The concept of a carceral archipelago (meaning a prison consisting of a series of islands) appears in social theorist Michel Foucault's work on surveillance systems and their technologies over modern societies and its practice of social control and discipline over its population in all areas of social life. Taken from his work Discipline and Punish (1975), modelled on the principle of and related to the nation state, and ideally employed on the idea of an incarceration system producing society's need for prisons, it employs physical boundaries to gain control of urban space. Foucault was referring to the Mettray Penal Colony when he introduced a possible socio-cultural nomenclature to be used, "It was the most famous of a whole series of institutions which, well beyond the frontiers of criminal law, constituted what one might call the carceral archipelago."

In the form of a carceral dystopia, public space is transformed into defendable space, with the installation of walls, gates, fences, surveillance cameras and security checkpoints. Such installations are meant to provide control over urban space. In these spaces, gatherings of strangers to the area are discouraged, and barricades of various forms can prevent people from entering or passing through.

Foucault's main feature in his work Discipline and Punish traces how it was possible that our society has become one in which surveillance and monitoring are permanent and constant features of our world. These contemporary forms of social control, punishment, surveillance and the prison system had unlikely origins: a whole series of accidents and unintentional consequences, and a transformation in the nature and understanding of punishment that took place around 18th-century Europe.

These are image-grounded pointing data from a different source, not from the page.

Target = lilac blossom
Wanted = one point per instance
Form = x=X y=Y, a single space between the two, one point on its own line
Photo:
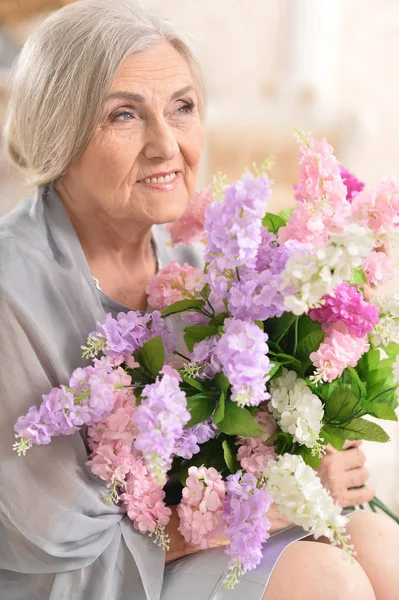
x=233 y=226
x=247 y=526
x=256 y=296
x=353 y=185
x=204 y=354
x=129 y=332
x=242 y=351
x=348 y=306
x=188 y=444
x=160 y=420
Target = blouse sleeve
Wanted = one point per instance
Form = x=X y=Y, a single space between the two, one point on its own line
x=52 y=515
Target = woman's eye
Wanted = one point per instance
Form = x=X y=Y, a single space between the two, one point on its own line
x=123 y=116
x=186 y=108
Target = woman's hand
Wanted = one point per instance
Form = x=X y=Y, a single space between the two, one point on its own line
x=341 y=471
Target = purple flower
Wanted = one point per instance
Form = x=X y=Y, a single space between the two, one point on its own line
x=125 y=334
x=59 y=413
x=204 y=354
x=247 y=526
x=273 y=257
x=129 y=332
x=30 y=426
x=233 y=226
x=160 y=420
x=187 y=444
x=347 y=305
x=94 y=387
x=256 y=296
x=353 y=185
x=242 y=351
x=159 y=328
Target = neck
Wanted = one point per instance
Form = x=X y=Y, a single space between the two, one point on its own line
x=103 y=239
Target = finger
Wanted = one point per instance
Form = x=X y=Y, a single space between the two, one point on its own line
x=359 y=496
x=355 y=477
x=352 y=458
x=352 y=444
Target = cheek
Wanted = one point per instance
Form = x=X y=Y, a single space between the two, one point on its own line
x=110 y=156
x=192 y=147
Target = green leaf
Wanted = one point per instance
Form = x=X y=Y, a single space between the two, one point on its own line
x=284 y=443
x=392 y=350
x=274 y=371
x=358 y=387
x=273 y=222
x=200 y=407
x=182 y=306
x=329 y=437
x=368 y=362
x=358 y=277
x=196 y=333
x=310 y=343
x=380 y=410
x=193 y=382
x=219 y=412
x=152 y=356
x=206 y=291
x=306 y=453
x=285 y=359
x=341 y=405
x=361 y=429
x=238 y=421
x=277 y=327
x=229 y=456
x=217 y=319
x=221 y=382
x=285 y=214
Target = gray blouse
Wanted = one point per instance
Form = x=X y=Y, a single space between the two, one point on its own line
x=58 y=539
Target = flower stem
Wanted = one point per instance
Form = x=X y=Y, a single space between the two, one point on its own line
x=376 y=503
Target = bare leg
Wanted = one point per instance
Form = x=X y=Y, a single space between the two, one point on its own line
x=309 y=571
x=376 y=541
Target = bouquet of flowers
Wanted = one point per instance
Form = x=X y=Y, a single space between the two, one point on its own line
x=284 y=355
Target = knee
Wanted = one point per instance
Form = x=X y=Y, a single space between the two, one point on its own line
x=318 y=571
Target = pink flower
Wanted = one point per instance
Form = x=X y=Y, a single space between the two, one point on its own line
x=379 y=209
x=192 y=493
x=322 y=207
x=190 y=227
x=253 y=454
x=378 y=268
x=143 y=501
x=348 y=306
x=339 y=350
x=203 y=522
x=201 y=509
x=174 y=283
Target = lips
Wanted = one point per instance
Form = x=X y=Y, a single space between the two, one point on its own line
x=160 y=177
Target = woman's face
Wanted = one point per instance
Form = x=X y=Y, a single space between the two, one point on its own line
x=143 y=158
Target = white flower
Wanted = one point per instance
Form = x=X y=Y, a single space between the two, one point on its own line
x=357 y=242
x=309 y=277
x=387 y=329
x=300 y=496
x=296 y=409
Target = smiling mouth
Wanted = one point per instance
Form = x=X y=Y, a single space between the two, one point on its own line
x=164 y=178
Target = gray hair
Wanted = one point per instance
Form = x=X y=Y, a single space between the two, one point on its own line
x=62 y=75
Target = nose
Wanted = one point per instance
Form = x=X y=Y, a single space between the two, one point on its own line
x=160 y=141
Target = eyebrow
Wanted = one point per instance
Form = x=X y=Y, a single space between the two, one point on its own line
x=123 y=95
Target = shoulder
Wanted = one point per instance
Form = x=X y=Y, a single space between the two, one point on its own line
x=166 y=253
x=23 y=226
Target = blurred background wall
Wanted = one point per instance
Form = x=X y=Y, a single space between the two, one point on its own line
x=328 y=66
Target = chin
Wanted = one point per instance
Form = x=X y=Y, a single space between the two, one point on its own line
x=168 y=213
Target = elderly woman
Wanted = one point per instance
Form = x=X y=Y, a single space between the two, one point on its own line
x=106 y=118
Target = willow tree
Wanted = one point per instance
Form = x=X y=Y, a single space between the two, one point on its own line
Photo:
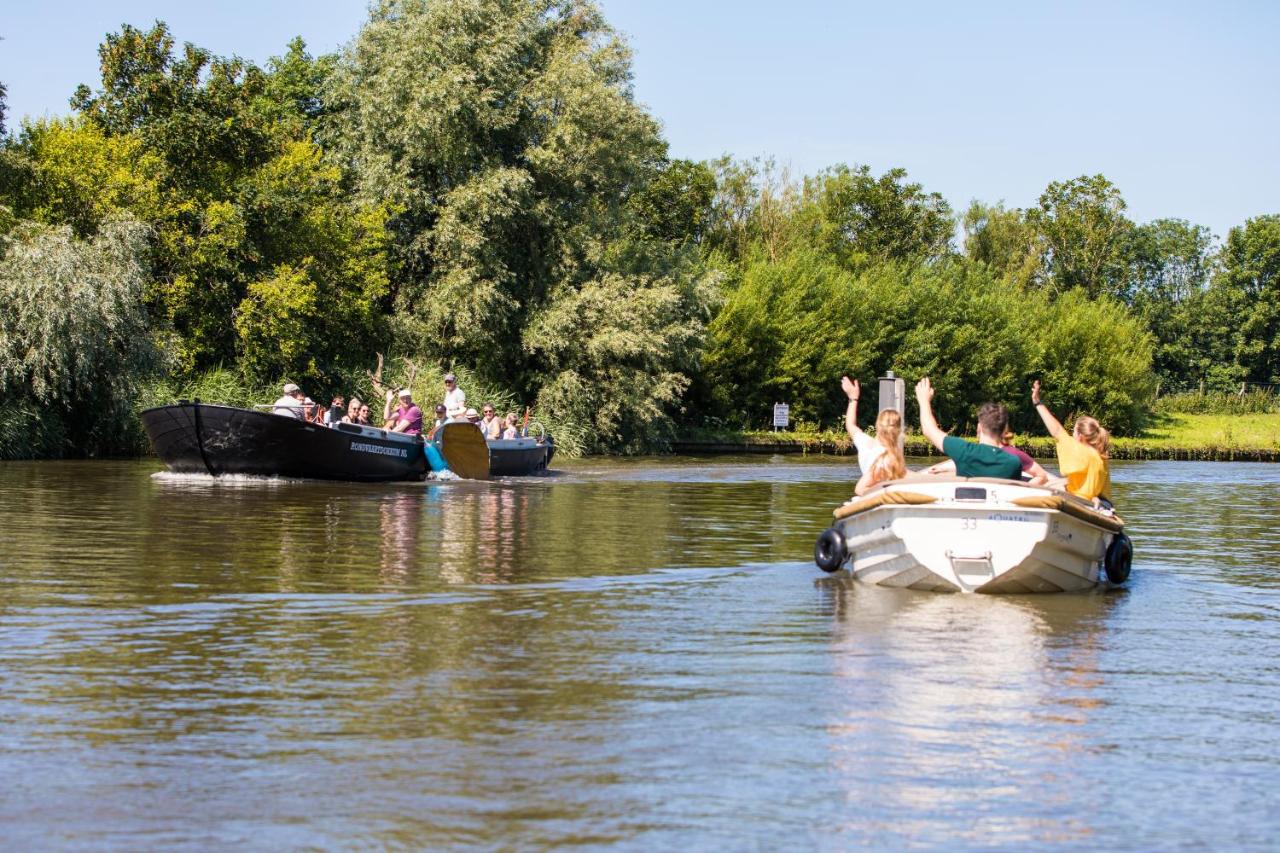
x=506 y=136
x=74 y=343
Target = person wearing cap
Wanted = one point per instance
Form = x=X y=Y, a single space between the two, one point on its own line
x=407 y=419
x=490 y=423
x=455 y=398
x=291 y=404
x=440 y=416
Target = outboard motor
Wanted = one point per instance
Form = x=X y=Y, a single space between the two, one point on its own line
x=830 y=552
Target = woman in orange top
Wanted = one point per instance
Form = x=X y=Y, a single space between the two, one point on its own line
x=1082 y=455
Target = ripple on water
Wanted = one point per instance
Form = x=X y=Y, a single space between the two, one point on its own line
x=634 y=653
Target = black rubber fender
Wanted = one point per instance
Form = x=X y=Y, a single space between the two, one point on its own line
x=1119 y=560
x=830 y=552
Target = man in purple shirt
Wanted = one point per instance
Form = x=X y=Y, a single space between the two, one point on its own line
x=407 y=419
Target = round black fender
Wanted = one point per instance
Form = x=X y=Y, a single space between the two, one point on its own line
x=1119 y=559
x=830 y=552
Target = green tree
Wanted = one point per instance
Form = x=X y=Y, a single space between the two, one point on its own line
x=1086 y=236
x=74 y=343
x=1005 y=241
x=247 y=208
x=859 y=218
x=790 y=329
x=506 y=135
x=1171 y=261
x=676 y=204
x=78 y=176
x=1249 y=282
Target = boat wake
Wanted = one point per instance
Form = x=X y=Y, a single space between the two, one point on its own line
x=231 y=480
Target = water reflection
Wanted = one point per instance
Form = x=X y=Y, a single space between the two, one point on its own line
x=634 y=653
x=960 y=715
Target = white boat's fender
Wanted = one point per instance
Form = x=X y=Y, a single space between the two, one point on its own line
x=1119 y=559
x=830 y=552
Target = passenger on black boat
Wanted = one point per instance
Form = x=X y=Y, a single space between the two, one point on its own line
x=291 y=402
x=407 y=418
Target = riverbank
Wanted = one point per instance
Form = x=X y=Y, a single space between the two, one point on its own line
x=1174 y=437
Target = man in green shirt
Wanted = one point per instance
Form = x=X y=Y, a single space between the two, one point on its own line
x=986 y=457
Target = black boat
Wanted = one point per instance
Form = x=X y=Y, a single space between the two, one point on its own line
x=192 y=437
x=202 y=438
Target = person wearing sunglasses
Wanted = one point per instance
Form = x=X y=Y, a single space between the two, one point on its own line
x=490 y=423
x=455 y=398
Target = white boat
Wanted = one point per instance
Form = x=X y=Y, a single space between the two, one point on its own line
x=976 y=534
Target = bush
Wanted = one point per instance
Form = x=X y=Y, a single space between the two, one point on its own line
x=791 y=328
x=1192 y=402
x=74 y=345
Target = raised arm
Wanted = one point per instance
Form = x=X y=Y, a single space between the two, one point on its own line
x=853 y=389
x=1040 y=477
x=1051 y=424
x=928 y=425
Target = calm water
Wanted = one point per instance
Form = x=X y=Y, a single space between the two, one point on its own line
x=638 y=655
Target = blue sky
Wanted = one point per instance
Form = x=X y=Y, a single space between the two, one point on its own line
x=1175 y=103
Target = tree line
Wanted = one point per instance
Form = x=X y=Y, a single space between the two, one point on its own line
x=474 y=183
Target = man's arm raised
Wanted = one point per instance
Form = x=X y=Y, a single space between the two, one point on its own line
x=928 y=425
x=1051 y=423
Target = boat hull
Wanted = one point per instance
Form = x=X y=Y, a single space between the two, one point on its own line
x=977 y=536
x=201 y=438
x=519 y=456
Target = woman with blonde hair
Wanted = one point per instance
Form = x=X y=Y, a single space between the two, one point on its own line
x=1082 y=454
x=880 y=459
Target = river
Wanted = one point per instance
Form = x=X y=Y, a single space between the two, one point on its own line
x=635 y=653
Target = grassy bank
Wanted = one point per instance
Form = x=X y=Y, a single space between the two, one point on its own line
x=1174 y=436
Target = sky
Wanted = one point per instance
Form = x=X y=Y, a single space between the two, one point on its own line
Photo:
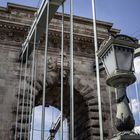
x=124 y=14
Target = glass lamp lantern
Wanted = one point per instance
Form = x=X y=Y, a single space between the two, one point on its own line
x=117 y=55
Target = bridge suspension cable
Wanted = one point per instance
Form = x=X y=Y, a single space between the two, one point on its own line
x=97 y=69
x=32 y=78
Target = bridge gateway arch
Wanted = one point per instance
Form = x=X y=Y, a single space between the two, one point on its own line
x=23 y=84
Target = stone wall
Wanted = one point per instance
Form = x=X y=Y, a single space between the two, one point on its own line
x=15 y=22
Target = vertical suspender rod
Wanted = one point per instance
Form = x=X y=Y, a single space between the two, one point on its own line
x=23 y=98
x=33 y=111
x=97 y=69
x=71 y=74
x=45 y=74
x=32 y=78
x=62 y=60
x=137 y=95
x=19 y=89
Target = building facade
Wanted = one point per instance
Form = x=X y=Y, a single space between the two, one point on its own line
x=15 y=22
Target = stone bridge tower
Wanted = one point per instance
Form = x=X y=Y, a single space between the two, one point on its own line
x=15 y=21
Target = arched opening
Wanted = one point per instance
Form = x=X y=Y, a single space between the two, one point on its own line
x=51 y=116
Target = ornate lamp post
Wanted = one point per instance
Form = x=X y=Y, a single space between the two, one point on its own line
x=117 y=56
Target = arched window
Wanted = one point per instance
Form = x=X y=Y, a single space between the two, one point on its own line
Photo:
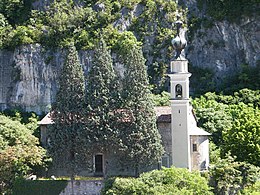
x=178 y=91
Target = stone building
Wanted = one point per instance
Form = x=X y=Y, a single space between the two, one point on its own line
x=107 y=163
x=185 y=144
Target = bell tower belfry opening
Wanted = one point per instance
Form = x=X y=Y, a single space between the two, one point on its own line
x=190 y=144
x=179 y=81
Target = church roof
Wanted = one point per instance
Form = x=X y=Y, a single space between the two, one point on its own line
x=163 y=114
x=46 y=120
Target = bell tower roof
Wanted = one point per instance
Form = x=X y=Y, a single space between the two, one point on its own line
x=179 y=42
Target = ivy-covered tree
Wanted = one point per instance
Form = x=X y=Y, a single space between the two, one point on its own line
x=140 y=137
x=68 y=115
x=243 y=139
x=102 y=99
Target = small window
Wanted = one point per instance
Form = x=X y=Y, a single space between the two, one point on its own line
x=178 y=91
x=165 y=161
x=194 y=147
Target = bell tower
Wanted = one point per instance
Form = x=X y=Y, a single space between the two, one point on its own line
x=180 y=108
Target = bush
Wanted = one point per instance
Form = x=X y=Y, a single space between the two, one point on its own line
x=39 y=187
x=166 y=181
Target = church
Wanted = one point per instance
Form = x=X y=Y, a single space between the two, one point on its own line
x=185 y=144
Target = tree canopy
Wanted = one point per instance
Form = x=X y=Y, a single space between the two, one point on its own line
x=139 y=134
x=67 y=132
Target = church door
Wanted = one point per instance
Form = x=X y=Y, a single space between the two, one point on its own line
x=98 y=164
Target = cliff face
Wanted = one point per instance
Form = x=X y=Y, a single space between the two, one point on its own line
x=28 y=75
x=224 y=46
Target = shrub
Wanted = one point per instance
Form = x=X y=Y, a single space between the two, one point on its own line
x=166 y=181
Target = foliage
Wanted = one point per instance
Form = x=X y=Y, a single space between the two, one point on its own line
x=11 y=137
x=19 y=151
x=161 y=99
x=102 y=97
x=140 y=137
x=16 y=11
x=229 y=176
x=253 y=189
x=218 y=114
x=40 y=187
x=67 y=140
x=212 y=116
x=5 y=31
x=244 y=133
x=159 y=182
x=246 y=77
x=62 y=21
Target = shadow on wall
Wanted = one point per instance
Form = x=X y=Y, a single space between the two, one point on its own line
x=39 y=187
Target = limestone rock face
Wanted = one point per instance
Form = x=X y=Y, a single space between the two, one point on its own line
x=29 y=77
x=226 y=46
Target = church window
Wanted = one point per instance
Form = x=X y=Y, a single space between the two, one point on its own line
x=194 y=147
x=98 y=163
x=178 y=91
x=165 y=161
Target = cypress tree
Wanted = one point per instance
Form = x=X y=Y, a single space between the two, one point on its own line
x=139 y=134
x=68 y=115
x=101 y=99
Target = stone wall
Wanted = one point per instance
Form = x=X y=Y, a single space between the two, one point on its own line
x=82 y=187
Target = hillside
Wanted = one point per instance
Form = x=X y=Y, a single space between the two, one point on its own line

This is why the case of Robert-François Damiens is important. He was doubly 'unlucky' and 'unfortunate' – because both his gruesome punishment had become redundant and obsolete, because not long afterwards criminal punishment had become 'humane'. However, this 'humaneness' had its own rationale. According to Foucault, the very notion of the criminal had become political within the confines of political economy, the western legal system had been transformed from one of cruelty to one of repeating one's crimes over and over again, therefore producing the 'rational' professional criminal; criminals were punished differently (and less dramatically, rather ironically). The professional criminal had now been tied to the general specifics of the judiciary, giving the rather false impression that the working population were susceptible to criminal law breaking and anti-social behaviour. This wrong impression produced an explosion of different techniques at who it was primarily aimed at rather ironically, the working population from where the inexhaustible supply of the professional criminal, labour power and political power all came from this particular group and inevitably become an invaluable source of discipline and punishment to the rest of society. This doesn't mean to say, however, that society was split into a two-tiered society, one for punishment and one for the unpunished; what it does mean is that the intended recipients of the system of prison and punishment was primarily targeted at the disparate, atomised, poorer 'classes' not atomized as collective individuals, but as a group who had no effective organization, a counter organization meaning an organized super structure, such as the state for example, and were unable to fight back in any effective way.